OK, this is sounding much more positive. the TClonesArrays are not split. So in this case I would only need:

  • a single MyObjArrayMyClassA class, with an overridden streamer. The overridden streamer would then need to determine which specific class was contained in the TObjArray, and pass an appropriate TClassRef. For determining the class contained, it could use b.GetParent() to obtain a pointer to the TObject … which you say gives access to the TFile… I can’t see how i can go from TObject to TFile, but if the returned TObject is a MyClassA_vx object, then yes I can use that to determine the correct type.

  • a single overridden MyTClonesArray class? I’m not sure what you mean on this; if the TClonesArray knows its content type, what derived class is needed?
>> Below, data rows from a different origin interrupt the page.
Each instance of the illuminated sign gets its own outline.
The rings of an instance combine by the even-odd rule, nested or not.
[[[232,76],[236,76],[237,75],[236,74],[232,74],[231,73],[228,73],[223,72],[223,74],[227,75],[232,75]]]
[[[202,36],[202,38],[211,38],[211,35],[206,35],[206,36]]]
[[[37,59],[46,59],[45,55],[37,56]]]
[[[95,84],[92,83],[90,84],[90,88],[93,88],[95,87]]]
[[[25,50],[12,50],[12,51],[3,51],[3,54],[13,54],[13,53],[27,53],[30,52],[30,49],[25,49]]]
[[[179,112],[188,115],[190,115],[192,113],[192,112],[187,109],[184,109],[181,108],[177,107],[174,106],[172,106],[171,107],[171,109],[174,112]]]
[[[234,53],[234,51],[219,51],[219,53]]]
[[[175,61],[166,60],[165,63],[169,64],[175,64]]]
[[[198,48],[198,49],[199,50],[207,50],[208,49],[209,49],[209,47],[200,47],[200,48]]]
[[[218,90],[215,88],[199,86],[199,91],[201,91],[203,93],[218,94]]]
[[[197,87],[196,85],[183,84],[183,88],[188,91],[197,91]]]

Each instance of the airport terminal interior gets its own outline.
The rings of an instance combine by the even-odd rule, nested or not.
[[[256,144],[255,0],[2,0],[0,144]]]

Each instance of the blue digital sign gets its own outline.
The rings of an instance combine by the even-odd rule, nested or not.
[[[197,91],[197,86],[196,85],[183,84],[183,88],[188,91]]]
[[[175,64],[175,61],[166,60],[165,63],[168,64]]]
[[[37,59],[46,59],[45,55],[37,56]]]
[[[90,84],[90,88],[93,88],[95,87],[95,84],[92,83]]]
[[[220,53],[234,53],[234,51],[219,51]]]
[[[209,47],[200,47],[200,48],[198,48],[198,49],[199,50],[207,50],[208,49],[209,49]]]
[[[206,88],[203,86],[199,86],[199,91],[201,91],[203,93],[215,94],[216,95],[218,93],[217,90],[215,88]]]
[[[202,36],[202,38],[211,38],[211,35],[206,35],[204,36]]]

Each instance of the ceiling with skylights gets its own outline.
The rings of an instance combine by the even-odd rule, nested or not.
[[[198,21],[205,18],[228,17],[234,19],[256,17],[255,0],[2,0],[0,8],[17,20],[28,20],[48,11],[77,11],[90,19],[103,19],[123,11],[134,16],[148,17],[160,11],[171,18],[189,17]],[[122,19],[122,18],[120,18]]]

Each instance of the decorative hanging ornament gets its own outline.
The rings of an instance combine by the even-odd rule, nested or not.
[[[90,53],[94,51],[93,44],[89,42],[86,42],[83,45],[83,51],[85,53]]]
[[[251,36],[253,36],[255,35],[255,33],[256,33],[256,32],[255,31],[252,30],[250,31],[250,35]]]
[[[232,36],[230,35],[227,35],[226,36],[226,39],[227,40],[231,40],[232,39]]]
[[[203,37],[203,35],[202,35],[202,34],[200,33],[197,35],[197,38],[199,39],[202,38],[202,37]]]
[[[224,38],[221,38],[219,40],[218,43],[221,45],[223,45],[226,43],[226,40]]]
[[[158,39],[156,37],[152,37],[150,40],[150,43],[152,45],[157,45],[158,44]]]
I presume if i need one derived class, i need to override the streamer; does it also need to determine it’s contained class via it’s parent TObject?

I can’t see how i can go from TObject to TFile ,

dynamic_cast<TFile*>( b.GetParent() );

The TClonesArray’s Streamer is reading the ‘content’ type for the file and writing that into the in memory TClonesArray (i.e. it will always go back to be ‘MyClassB’), so you would need a class derived from TClonesArray that overrides the ::Streamer and change that behavior.

Now, there is likely another alternative … maybe … instead using class derived from TClonesArray, it might be enough to replace the type of the datamember (that are currently TClonesArray) by std::vector<MyClassB_ver0>.

Cheers,
Philippe.

Ah so the returned Parent is a TFile pointer, that works too.

If the TClonesArray streamer is able to read it’s contents as the appropriate contained class, it seems like that could work without any extra effort? After all, when retrieving elements from the TClonesArray the parent class is casting them to the correct pointer type anyway.
i.e. in MyClassA_v1 there is a Getter which is doing:
MyClassB_v1* GetB(Int i){ return (MyClassB_v1*)fClonesArray[i]; }

So the TClonesArray::TStreamer populates fClonesArray with ‘MyClassB’ objects, but of course ‘MyClassB’ is in fact ‘MyClassB_v1’ (simply by a different name) so the cast will work fine. So the question is simply whether ROOT will complain about creating a TClonesArray of objects of a class with no in-memory definition…

If that isn’t okay and an overridden Streamer is needed… I suppose I could have a TSteamer which modifies the line TClass *cl = TClass::GetClass(classv) and instead determines what type of object it should be reading, in the same manner as the modified TObjArray.

If i understand correctly the difference here is that TObjArray only allows access to it’s owning parent file to determine the contained class, while knowing nothing about what class type it contains. The TClonesArray knows what type it should be storing (presumably classv is the name of the class).
I don’t see how this leads to needing one derived TObjArray per class, and only one TClonesArray, though. In both cases I’d be bypassing the TClass reference derivation and determining the type myself. And especially in the case of TObjArray, the array itself has no information about what type of object it contains - so why would I define multiple TObjArray overrides?

The vector solution seems much simpler, so i’ll certainly give that a try first.